Als ich beim Fabriggli eintraf, war ich ein wenig verwirrt. Denn die Vorgruppe Manta Youf stand auf einer ziemlich vernebelten Bühne und gab ihren etwas eigenwilligen Mix aus Indierock, Ska und Dub zum Besten. Ihre punkige Attitude machte mir Eindruck und phasenweise klang der Mix aus Synthie- und Gitarrenklängen, sowie der einzigartigen Stimme von Cyrill Sutter ziemlich fett und innovativ. Der Frontmann leistete einen grossartigen Job, in dem er neben dem Gesangspart auch noch durch das Publikum tanzte und mit den Animationen stets am Ball blieb, dass sich auch ja niemand langweilen konnte. Das Gesamtkunstwerk Manta Youf wurde vom Fabriggli-Publikum offen willkommen geheissen und die Jungs aus Baden ernteten für ihre Kreativität viel Zuspruch. Dieses leicht theatralische, aber nie abwesende auf der Bühne sorgte für Bewunderung und ich als Schlagzeuger hätte mir bei meinen Bands immer einen solch engagierten Frontmann mit Charisma gewünscht, der es schafft, den Livemoment dermassen auszuleben.  


Zeit der Veränderung

Kurz nach 21 Uhr betrat der Hauptact Šuma Čovjek die Bühne im Fabriggli.

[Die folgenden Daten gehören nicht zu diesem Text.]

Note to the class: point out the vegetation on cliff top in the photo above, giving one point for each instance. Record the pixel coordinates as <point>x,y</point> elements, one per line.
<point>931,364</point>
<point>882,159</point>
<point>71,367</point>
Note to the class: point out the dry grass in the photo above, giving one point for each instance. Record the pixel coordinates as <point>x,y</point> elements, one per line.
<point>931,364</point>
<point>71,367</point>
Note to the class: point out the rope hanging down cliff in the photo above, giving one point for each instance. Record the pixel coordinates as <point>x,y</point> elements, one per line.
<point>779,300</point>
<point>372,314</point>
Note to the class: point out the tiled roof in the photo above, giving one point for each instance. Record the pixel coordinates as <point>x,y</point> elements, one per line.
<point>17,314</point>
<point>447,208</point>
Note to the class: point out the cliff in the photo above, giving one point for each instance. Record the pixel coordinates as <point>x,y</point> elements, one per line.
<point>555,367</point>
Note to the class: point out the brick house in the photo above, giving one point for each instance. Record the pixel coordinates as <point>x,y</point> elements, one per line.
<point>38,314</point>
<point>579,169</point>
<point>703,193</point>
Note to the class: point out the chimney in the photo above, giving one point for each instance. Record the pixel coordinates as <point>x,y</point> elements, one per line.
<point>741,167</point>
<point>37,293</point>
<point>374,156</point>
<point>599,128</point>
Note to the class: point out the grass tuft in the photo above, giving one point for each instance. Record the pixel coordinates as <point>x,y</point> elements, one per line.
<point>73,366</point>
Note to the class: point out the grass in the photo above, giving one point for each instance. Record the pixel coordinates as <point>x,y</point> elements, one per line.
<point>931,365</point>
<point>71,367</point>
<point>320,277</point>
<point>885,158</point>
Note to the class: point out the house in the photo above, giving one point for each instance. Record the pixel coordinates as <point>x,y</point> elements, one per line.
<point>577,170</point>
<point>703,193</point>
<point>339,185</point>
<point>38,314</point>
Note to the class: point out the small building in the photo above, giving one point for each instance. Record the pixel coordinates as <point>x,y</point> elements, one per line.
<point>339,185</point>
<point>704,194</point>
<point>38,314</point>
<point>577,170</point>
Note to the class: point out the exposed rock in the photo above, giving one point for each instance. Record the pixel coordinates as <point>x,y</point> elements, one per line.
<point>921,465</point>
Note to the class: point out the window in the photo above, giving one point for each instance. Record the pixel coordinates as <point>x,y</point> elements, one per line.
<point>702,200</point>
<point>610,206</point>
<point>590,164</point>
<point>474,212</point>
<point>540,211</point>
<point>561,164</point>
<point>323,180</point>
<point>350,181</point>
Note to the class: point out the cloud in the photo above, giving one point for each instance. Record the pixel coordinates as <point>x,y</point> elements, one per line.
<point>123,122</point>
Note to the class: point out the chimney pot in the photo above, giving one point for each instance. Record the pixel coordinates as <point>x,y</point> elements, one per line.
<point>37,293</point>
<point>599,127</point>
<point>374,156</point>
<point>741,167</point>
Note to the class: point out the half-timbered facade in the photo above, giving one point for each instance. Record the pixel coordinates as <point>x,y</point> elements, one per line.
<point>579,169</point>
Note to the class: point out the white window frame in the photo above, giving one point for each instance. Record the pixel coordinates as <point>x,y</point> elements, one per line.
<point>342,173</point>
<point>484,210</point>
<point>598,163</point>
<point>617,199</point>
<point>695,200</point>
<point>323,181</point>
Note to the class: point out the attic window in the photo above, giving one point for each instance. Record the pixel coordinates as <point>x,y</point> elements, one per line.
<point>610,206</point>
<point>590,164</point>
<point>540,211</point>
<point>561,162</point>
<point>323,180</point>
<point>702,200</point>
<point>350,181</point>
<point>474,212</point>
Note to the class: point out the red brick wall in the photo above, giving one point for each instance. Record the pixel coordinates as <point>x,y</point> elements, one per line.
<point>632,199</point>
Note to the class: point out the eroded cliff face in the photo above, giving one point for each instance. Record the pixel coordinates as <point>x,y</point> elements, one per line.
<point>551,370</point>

Die mit sanfteren Klängen und weniger Dezibel, obwohl gleich auf einen Schlag sieben Männer auf der Bühne standen. Die Herren luden zu einer musikalischen Reise durch fremde Qulturen, die niemanden kalt liess. Mit viel Herzblut und Leidenschaft erzählten sie Geschichten in Kroatisch, Arabisch, Englisch, Französisch, Roma und Spanisch. Bei den zum Teil exotischen Worten wurde Jeder und Jedem im Lokal klar, dass es bei der Musik nur bedingt um den Text, sondern viel mehr um das Übermitteln einer Emotion geht. Auch wenn die beiden Frontmänner hin und wieder ein wenig von den Hintergründen ihrer Chansons erzählten, schaffte es die Band mit ihrer Musik, Gefühle direkt in die Herzen der Zuhörer zu transportieren. Das Publikum war von Anfang an Feuer und Flamme für die grenzenlosen Klänge, da sie oft auch direkt in die Beine fuhren und sehr tanzbar waren. Bei gewissen Liedern rauschte die Freiheit der Fahrenden mit, andere trieften vor Melancholie und das Wichtigste an der ganzen Geschichte, nicht ein einziges Lied klang wie ein anderes. Die Inputs von den sieben Männern, die auch noch aus unterschiedlichen Qultur stammen, zeigten, wie wichtig es ist, mit offenem Herzen durch das Leben zu gehen, denn das Fremde kann das eigene Leben immens bereichern. Das Konzert von Šuma Čovjek lässt darauf hoffen, dass noch viele Menschen die Chance des qulturellen Austauschs entdecken und die Gesellschaft im nächsten Jahrzehnt wieder eine weltoffener wird.